KML is a file format used to display geographic data in an Earth browser such as Google Earth, Google Maps, and Google Maps for mobile. KML uses a tag-based structure with nested elements and attributes and is based on the XML standard.

In a HTML file, the KML file is loaded. In order to mark a position on the Earth’s surface, we employed some Placemarks on the map using a yellow pushpin as the icon. The Placemark includes only a <Point> element, which specifies the location of the Placemark.
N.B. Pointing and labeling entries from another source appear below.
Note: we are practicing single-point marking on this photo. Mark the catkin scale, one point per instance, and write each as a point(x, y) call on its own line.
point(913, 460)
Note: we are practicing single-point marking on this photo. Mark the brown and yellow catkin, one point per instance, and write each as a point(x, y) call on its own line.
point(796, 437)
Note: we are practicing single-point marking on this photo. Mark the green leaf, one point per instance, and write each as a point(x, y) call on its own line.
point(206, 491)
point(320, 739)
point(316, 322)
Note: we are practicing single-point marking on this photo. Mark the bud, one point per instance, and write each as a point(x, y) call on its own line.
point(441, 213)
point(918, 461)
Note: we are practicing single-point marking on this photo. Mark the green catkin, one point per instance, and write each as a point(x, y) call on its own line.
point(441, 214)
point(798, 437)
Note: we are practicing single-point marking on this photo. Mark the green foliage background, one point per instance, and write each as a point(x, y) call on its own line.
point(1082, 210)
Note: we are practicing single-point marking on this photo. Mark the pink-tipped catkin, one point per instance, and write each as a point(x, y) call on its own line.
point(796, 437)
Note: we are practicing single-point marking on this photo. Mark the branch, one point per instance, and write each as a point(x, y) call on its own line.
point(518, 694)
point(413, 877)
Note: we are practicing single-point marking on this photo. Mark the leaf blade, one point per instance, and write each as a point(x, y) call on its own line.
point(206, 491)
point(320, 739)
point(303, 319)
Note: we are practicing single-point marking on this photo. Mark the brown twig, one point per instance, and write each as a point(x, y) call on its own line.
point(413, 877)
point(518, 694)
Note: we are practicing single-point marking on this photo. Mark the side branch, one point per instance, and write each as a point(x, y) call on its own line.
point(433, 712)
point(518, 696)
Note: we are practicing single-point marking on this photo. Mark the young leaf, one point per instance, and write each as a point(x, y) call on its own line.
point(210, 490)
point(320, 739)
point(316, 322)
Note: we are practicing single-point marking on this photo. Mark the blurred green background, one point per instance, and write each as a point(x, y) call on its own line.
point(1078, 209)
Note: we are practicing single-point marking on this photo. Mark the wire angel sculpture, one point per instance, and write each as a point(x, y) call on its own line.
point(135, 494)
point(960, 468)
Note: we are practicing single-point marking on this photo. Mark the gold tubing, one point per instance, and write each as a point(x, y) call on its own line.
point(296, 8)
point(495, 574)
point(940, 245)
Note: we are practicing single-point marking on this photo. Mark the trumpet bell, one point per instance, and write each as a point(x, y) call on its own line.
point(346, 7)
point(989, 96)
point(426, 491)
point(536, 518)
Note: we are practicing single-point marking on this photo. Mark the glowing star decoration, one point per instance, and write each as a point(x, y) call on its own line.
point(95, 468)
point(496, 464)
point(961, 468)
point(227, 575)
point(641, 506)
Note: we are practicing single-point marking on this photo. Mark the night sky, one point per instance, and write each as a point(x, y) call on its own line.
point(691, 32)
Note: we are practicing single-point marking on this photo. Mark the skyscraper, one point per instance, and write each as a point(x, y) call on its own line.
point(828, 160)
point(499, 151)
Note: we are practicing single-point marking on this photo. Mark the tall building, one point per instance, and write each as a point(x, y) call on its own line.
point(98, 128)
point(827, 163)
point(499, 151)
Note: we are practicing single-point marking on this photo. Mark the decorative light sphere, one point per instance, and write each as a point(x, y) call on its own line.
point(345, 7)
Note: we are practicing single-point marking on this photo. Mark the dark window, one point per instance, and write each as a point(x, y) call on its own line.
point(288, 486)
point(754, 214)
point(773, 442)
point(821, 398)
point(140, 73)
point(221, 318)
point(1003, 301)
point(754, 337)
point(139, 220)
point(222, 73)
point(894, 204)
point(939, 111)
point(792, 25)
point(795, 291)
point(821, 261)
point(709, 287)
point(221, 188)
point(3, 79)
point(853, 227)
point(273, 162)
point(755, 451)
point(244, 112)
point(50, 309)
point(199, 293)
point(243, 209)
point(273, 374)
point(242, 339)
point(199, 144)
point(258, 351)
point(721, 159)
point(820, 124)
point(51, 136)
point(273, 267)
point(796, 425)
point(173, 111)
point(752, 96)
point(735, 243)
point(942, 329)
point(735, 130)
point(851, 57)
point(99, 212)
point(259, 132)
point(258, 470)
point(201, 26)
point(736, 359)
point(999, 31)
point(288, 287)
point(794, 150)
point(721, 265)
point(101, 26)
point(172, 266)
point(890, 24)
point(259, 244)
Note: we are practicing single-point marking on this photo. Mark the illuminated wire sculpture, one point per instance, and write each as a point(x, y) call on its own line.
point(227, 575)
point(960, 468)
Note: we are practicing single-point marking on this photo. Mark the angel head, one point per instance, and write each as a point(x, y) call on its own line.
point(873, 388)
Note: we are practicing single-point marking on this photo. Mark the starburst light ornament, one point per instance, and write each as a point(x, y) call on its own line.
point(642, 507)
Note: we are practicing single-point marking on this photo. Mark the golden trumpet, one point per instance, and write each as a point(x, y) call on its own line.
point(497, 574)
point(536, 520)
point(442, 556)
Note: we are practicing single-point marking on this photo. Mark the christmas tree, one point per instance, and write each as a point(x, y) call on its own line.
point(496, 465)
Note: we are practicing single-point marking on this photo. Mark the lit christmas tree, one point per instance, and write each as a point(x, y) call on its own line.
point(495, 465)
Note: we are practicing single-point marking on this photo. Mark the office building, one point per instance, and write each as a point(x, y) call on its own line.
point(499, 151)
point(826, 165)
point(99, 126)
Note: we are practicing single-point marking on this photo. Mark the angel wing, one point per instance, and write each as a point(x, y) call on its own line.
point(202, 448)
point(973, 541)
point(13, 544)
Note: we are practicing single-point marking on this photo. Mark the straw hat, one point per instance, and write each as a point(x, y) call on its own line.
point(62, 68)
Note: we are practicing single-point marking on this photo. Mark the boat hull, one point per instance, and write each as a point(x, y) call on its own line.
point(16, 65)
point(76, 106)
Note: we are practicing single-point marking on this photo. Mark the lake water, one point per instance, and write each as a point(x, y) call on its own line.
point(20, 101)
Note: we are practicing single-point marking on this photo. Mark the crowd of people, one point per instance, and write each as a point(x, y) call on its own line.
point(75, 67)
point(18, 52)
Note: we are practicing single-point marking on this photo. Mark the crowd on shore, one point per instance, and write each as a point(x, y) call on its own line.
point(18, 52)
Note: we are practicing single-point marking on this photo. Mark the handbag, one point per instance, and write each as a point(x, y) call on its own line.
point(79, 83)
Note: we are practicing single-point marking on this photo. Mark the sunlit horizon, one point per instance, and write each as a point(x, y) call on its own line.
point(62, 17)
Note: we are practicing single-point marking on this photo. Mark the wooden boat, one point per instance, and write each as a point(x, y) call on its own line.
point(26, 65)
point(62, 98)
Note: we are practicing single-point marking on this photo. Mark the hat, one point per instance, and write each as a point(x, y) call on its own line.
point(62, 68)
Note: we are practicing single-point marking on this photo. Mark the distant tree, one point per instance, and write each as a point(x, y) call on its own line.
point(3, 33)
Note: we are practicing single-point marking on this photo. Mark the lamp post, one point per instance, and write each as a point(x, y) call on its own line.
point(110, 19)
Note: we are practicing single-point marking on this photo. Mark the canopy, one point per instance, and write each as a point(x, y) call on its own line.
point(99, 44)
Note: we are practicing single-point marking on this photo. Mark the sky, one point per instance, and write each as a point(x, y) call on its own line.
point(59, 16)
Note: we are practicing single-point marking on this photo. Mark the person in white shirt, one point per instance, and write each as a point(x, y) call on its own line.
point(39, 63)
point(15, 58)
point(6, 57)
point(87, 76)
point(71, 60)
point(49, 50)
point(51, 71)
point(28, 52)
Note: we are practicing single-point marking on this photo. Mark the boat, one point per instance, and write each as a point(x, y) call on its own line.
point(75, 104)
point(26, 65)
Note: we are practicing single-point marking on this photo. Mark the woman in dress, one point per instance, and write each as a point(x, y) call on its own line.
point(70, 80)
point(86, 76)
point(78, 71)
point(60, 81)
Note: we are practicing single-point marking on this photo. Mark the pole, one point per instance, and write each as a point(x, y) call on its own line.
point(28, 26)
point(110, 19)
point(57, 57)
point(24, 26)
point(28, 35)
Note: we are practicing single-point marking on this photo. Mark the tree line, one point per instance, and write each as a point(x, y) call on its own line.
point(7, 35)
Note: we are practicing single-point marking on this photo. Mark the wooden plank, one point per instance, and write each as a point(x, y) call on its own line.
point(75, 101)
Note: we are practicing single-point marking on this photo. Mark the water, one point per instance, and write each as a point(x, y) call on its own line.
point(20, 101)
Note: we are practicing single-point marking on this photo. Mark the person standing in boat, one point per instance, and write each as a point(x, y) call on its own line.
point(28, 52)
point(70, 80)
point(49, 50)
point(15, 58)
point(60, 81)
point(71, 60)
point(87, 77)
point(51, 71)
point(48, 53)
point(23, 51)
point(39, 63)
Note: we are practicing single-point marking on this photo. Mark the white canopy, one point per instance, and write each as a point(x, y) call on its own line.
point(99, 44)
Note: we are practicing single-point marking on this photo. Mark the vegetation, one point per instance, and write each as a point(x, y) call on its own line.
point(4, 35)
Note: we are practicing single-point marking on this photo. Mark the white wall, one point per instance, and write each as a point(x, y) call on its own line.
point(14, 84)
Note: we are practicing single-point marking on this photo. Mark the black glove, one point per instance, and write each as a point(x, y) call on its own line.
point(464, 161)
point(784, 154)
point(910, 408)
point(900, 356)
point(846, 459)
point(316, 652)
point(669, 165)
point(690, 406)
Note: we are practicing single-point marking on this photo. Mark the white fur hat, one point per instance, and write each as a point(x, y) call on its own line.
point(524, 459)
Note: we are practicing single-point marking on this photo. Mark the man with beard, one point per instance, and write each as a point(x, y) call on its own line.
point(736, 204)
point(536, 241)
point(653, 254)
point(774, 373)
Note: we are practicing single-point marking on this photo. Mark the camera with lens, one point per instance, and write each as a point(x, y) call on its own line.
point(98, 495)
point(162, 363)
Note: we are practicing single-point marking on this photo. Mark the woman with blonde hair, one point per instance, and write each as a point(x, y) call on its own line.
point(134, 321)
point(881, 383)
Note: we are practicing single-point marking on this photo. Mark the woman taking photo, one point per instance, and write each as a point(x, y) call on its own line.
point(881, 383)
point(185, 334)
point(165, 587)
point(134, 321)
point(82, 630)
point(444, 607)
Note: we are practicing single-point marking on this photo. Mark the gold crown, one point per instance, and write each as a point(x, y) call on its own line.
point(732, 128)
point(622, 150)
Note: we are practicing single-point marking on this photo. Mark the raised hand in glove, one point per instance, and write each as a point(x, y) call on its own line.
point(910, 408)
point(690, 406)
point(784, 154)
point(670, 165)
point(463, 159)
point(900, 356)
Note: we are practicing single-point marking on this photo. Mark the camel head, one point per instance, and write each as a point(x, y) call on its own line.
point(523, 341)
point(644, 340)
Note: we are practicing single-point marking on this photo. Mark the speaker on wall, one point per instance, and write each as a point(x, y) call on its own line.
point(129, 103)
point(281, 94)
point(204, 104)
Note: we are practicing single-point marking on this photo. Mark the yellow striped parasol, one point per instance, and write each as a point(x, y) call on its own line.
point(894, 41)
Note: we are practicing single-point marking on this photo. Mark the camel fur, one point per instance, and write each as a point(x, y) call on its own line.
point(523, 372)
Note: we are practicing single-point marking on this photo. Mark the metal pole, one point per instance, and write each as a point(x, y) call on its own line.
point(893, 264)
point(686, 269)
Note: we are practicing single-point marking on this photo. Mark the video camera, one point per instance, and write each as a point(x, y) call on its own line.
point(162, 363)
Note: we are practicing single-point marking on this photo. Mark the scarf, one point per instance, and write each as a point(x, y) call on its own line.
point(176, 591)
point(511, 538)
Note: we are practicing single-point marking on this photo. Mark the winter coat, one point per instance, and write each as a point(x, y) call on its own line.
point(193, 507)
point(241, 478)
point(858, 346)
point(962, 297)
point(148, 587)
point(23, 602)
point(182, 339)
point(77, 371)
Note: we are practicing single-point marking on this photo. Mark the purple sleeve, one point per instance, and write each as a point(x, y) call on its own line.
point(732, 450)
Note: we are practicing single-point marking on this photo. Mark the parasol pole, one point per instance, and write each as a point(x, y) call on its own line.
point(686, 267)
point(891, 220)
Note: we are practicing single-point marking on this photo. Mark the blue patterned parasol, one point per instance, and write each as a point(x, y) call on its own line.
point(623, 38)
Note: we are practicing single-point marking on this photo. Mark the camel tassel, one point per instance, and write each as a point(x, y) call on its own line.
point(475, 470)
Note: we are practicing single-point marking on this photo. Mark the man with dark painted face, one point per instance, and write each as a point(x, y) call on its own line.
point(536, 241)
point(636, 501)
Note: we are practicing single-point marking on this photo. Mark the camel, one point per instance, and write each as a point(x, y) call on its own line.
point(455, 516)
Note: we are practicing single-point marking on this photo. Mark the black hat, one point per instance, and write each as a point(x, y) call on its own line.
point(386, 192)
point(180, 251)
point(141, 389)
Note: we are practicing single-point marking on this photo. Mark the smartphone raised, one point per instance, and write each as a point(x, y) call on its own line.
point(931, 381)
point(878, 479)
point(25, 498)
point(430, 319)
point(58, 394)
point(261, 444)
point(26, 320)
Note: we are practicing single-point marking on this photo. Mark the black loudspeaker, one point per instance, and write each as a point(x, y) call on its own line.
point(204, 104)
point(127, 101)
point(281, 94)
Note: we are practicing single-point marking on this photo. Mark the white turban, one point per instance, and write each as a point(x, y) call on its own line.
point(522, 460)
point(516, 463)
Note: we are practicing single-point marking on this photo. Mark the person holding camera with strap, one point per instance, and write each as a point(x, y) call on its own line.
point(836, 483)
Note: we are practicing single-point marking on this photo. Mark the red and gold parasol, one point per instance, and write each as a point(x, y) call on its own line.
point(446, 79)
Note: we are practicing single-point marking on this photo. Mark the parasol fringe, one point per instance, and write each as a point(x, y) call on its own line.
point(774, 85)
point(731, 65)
We described what the tweet contains under a <description> tag.

To Do List

Here is a list of action items (ordered by priority) inspired from Wednesday’s in-class demo and testing:

1) Add gesture to control speed (multiple options)

    • Use length of the step to determine the speed
    • Hand based gesture to turn speed up/down (analogous to volume control)

2) Add “rescue” and control gestures

  • Meant to help the user reset the location, start/stop the interaction

3) Improve the way we provide visual feedback (multiple options)

  • Overlay partially transparent skeleton data over the street view
  • Add additional widget elements to let the user know which gesture is being recognized and therefore which actions is taking place(i.e. arrows on the edges of the screen that trigger/light up as the user performs a gesture successfully)
  • Provide a visual cue when the system has successfully locked into a user (analogous to an on/off switch)
  • “Lock” Kinect to a specific user ( to avoid other people taking control over it)

4) Plot “significant” amount of tweets, try to automate the process as much as possible

  • Create custom icon for tweets
  • Create custom view to display their contents

5) Provide context information

  • Label describing where you currently are (City name, for example)
  • Perhaps add a contextual top map view widget
  • Compass

6) Design a proper interface/layout (aka “prettify” the application)

  • Still aiming to have the 3D view take most of the screen, for the sake of immersiveness

7) Create gesture to “look up/down” (tilting the camera angle with your neck/head)

8) Create gesture to adjust altitude (aka FLYING!)

9) Allow exploration of “cool” places (i.e. Mars, Moon)